The Quick and the (Un)dead
By Jenny Lewis
When Nick Moen '16 is asked to shoot a reporter at point-blank range, he agrees with less hesitation than one might expect. He brandishes the fine Nerf blaster he's packing, which is loaded with an alarming number of darts and tricked out according to his personal specifications.
The reporter regrets the question.
"The rule," Sam Chapman '15 chimes in helpfully, "is that you can only use guns you would be willing to shoot yourself in the face with."
Ah. You don't want to hurt the zombies, just stun them. So you can get away. Because if they don't feed on a human for 48 hours, they die. And if they all die, the humans win. (Which hardly ever happens. [But it could.])
This, of course, is Humans vs. Zombies, a campus-wide game of tag and a Whitman tradition.

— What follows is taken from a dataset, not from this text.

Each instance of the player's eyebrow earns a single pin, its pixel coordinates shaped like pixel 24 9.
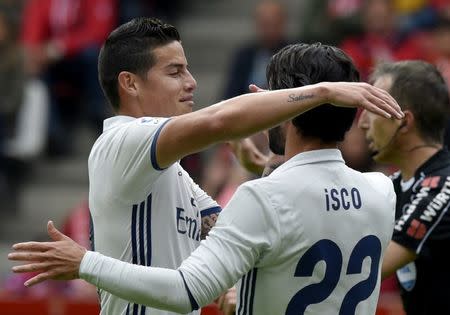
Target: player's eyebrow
pixel 176 65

The game is organized, plotted and executed every fall and spring by a team of seven or eight student moderators like Chapman and Moen.
Moen shoots the reporter, who shrieks somewhat more girlishly than she intends to. The dart lands with the force of a snapped rubber band; if she had been a zombie facing off with Moen's human, she'd have been stunned, unable to infect anybody with her undead germs for 15 minutes.
Every semester, more than 50 students at a time-up to 250 a few years ago, in Chapman and Moen's recollections-play for a week. Everyone starts as a human except the Original Zombie (OZ), who skulks around infecting people in secret; newly-minted zombies must wear headbands identifying them as zombies, then connive to eat (tag) humans, while the humans try to repel (with Nerf blasters or well-aimed socks) the zombies. Gameplay never really stops (except in safe spaces, like during class), but all the players come together six out of seven days to complete organized missions that move them through increasingly complex scenarios to the final battle, which takes place on a Saturday.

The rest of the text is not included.